The core of this tutorial gist lies in bestPracticesWalkThrough.R. Running assumes you have the following packages at versions equal (or above) those specified

library('devtools') # 1.9.1
library('testthat') # 0.11.0
library('stringr')  # 1.0.0
library('git2r')    # 0.12.1

If you want to run the tutorial in one shot, from the R interpreter (say):

devtools::source_gist('https://gist.github.com/stevenpollack/141b14437c6c4b071fff')

Though I've provided a few references below, reading the testthat docs, and copying the roxygen code in extractPhoneNumbers.R as a template should get you up-and-running.

References

It doesn't matter what you read in a blog, or elsewhere, the letter of the law when it comes to R packages is (and CRAN packages, in particular) is Writing R Extensions (the CRAN manual on packages). For cryptic errors that result from R CMD check, all the way to protocol for adding data to your package, you're gonna want to consult that resource. It's not an easy read (at first), but you eventually get used to it, and will develop a muscle memory for where/how to look certain things up.

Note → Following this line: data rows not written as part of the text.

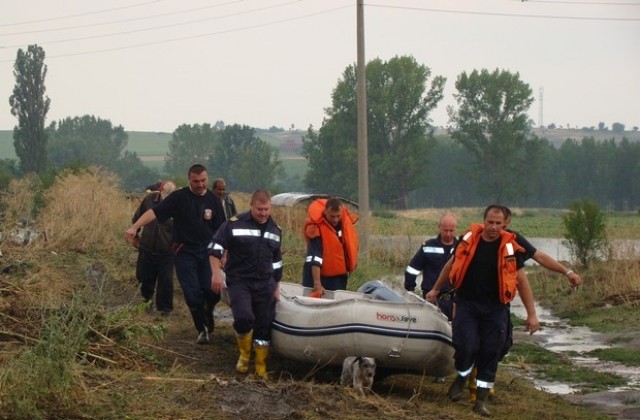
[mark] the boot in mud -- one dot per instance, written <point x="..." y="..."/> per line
<point x="456" y="390"/>
<point x="480" y="406"/>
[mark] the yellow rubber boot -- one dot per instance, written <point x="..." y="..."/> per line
<point x="473" y="388"/>
<point x="262" y="352"/>
<point x="244" y="346"/>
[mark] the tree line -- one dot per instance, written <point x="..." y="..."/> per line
<point x="235" y="151"/>
<point x="489" y="153"/>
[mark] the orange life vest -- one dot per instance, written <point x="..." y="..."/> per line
<point x="343" y="251"/>
<point x="507" y="266"/>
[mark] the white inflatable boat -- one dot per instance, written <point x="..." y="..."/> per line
<point x="398" y="328"/>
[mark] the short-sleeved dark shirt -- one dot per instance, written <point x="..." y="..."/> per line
<point x="196" y="218"/>
<point x="481" y="279"/>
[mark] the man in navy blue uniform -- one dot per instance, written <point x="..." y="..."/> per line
<point x="197" y="214"/>
<point x="253" y="269"/>
<point x="486" y="272"/>
<point x="430" y="258"/>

That being said, writing packages to the letter of the law is a particularly onerous task, hence why tools like roxygen2, devtools, and testthat have been developed. The devtools endorsed check(), build(), install() workflow is pretty well documented. While roxygen2 has lots of documentation scattered throughout various source (e.g. R Packages and roxygen2 Vignettes, there is one particular feature that I find shabbily documented: templates.

Templates

Roxygen templates are immensely powerful. The most basic way of using a template would be to have static content, maybe something like:

#' @param x a character or numeric vector
#' @param y a character or numeric vector

and you'd save this chunk of text in the man-roxygen/ of your package, under the filename xyParam.R. Then, if you had a function,

plot <- function(x, y, ...) {
    # put real code here
}

you could skimp on the roxumentation by using the following roxygen block:

#' Plot Y vs. X
#'
#' @description Create a basic scatter plot that puts \code{y} on the
#' y-axis, and \code{x} on the x-axis. Categorical and numeric variables
#' are both valid input.
#'
#' @template xyParam
#' @param ... extra parameters to be passed onto \code{\link{someOtherFunction}}
#'
#' @return plot of y vs. x that's sent to the X11 (or XQuartz or whatever) server.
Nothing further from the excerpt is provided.